- Founded: 1899
- Dissolved: 1901
- Merged into: Republican Party of Havana
- Headquarters: Havana, Cuba

= Cuban National Party =

The Cuban National Party (Partido Nacional Cubano) was a political party in Cuba. At the very beginning of the 20th century, it was one of the three main political parties on the island. The party favoured independence for Cuba.

==History==
The Party was one of two political groupings (the other one being the Cuban National League) that emerged from the Junta Patriótica in Havana in March 1899. The Party was founded on March 24, 1899, at a meeting in Havana of presidents of patriotic clubs and neighbourhood committees as well as former members of the Junta Patriótica. At the meeting, Enrique Messonier (a former anarchist leader) called for a people's meeting to be held in Havana, to elect a commission to organize the work of the neighbourhood committees.

In agreement with Messonier's proposal, a meeting was held on March 26, 1899. The meeting elected an Organizing Commission of the Neighbourhood Committees. The Commission consisted of Carlos de la Torre, Enrique Messioner, Francisco Alonso, Alfredo Zayas, Nicasio Estrada Mora, Gabriel Casuso, J. R. O'Farrill, Miguel Verna, Evelio R. Lendián, Cándido Hoyos, José F. Torralbas, Benito Lagueruela, Eduardo González, Pedro Rodríguez, Ernesto Fernández, Antonio González Pérez, Medina Arango, Luis Febles and Ambrosio Borges.

The Cuban National Party rapidly became one of the most important political groups in the country at the time. Compared to other contemporary political parties, the Cuban National Party had a broader class base. The party had members from the small bourgeoisie of the province, working class elements and people of color.

In April 1899, the Cuban National League merged into the neighbourhood committees of the Cuban National Party. On April 10, a joint declaration of the Propaganda Commission of the Cuban National League and the Organizing Committee of the Cuban National Party formalized this merger.

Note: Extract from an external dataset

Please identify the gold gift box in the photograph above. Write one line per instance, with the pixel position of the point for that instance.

At the meeting of the Organizing Committee on May 2, 1899, it was decided that an invitation to form local committees for the party and to distribute the invitation nationwide.

===1900 elections===
In the 1900 local elections, the party won in the capital Havana. Dr. Miguel Gener, who had been supported by the party, became mayor of the city.

Ahead of the September 1900 elections to the Constituent Assembly two adversaries of the party, the Democratic Union Party and the Republican Party of Havana, formed a joint coalition in a bid to defeat the Cuban National Party. Nevertheless, the Cuban National Party won the elections in Havana.

===Dissolution===

In the 1901 presidential election, the Cuban National Party and the Republican Party of Havana supported the candidature of Tomás Estrada Palma for president and Luis Estévez Romero as vice-president. Estrada Palma won the election, as his contender Bartolomé Masó withdrew in protest of fraudulent functioning of the electoral machinery. After Estrada Palma's victory, the Republican Party of Havana became the ruling party in the country, whilst the Cuban National Party was dissolved.